Abstract

A 43 year-old male was referred for pharmacological stress testing in 2010 in the setting of increasing dyspnea on exertion and atypical chest pain. He had been diagnosed with hypertrophic cardiomyopathy following a ventricular fibrillation arrest in 2004. At that time, he underwent a negative evaluation for coronary atherosclerosis and intracardiac defibrillator implantation, and had done well since. Upon regadenoson injection (0.4 mg over 10 s) he became tachycardic, diaphoretic, and complained of severe chest tightness. His ECG showed exaggeration of baseline abnormalities, non-specific for ischemia (Figs. 1, 2). He was given aminophylline (150 mg intravenous) with resolution of his symptoms. Myocardial imaging revealed a moderate to large-sized reversible defect involving the anteroseptal, anterior, and inferolateral walls, as well as stress-associated left ventricular dilation (Fig. 3). Subsequent coronary angiography was negative for significant coronary artery disease or anatomical coronary anomalies (Fig. 4).
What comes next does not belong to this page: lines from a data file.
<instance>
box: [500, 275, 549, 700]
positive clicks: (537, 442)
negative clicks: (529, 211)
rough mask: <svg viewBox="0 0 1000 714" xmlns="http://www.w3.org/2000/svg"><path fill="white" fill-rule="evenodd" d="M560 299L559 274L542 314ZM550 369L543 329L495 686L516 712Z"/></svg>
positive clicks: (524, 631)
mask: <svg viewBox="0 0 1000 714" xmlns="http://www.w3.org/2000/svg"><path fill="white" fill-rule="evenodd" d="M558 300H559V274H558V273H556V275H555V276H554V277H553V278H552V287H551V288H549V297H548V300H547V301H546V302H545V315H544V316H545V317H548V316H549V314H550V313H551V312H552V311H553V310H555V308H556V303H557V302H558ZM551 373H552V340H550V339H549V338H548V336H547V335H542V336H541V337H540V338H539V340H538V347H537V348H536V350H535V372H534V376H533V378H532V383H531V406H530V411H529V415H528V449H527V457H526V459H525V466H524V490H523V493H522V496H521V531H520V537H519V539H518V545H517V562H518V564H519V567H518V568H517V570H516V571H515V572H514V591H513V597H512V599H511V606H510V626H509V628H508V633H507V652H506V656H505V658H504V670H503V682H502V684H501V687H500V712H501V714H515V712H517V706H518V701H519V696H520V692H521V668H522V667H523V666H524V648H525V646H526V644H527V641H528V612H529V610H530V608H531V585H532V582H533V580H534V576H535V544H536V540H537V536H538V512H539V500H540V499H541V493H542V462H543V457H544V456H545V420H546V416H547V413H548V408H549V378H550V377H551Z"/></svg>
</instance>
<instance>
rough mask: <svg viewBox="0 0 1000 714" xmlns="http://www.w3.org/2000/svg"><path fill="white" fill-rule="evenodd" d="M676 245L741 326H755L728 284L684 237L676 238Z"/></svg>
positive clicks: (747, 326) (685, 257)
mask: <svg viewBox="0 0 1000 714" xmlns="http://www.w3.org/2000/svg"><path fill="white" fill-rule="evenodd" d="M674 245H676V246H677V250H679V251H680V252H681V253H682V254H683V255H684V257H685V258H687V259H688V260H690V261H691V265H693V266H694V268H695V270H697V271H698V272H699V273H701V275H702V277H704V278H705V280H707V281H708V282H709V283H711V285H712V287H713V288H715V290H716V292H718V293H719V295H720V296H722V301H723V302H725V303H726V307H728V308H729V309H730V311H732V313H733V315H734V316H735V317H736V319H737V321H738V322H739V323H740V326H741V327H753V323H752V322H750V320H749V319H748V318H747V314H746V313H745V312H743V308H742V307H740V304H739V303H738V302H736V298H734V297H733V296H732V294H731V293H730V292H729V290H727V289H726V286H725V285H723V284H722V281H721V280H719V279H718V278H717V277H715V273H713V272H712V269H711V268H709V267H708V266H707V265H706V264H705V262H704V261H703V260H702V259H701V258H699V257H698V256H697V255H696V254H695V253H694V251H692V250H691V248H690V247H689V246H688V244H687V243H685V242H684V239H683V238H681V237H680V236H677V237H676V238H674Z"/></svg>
Adenosine and its analogs provoke coronary vasodilation via activation of A2A type adenosine receptors, and are useful as pharmacological stress agents by exploiting flow-reserve differences between normal and atherosclerotic coronary artery segments [1]. However, coronary vasospasm is a well-known occurrence of adenosine administration, and milder side effects are frequently encountered, likely related to the activation of non-A2A type receptors [2].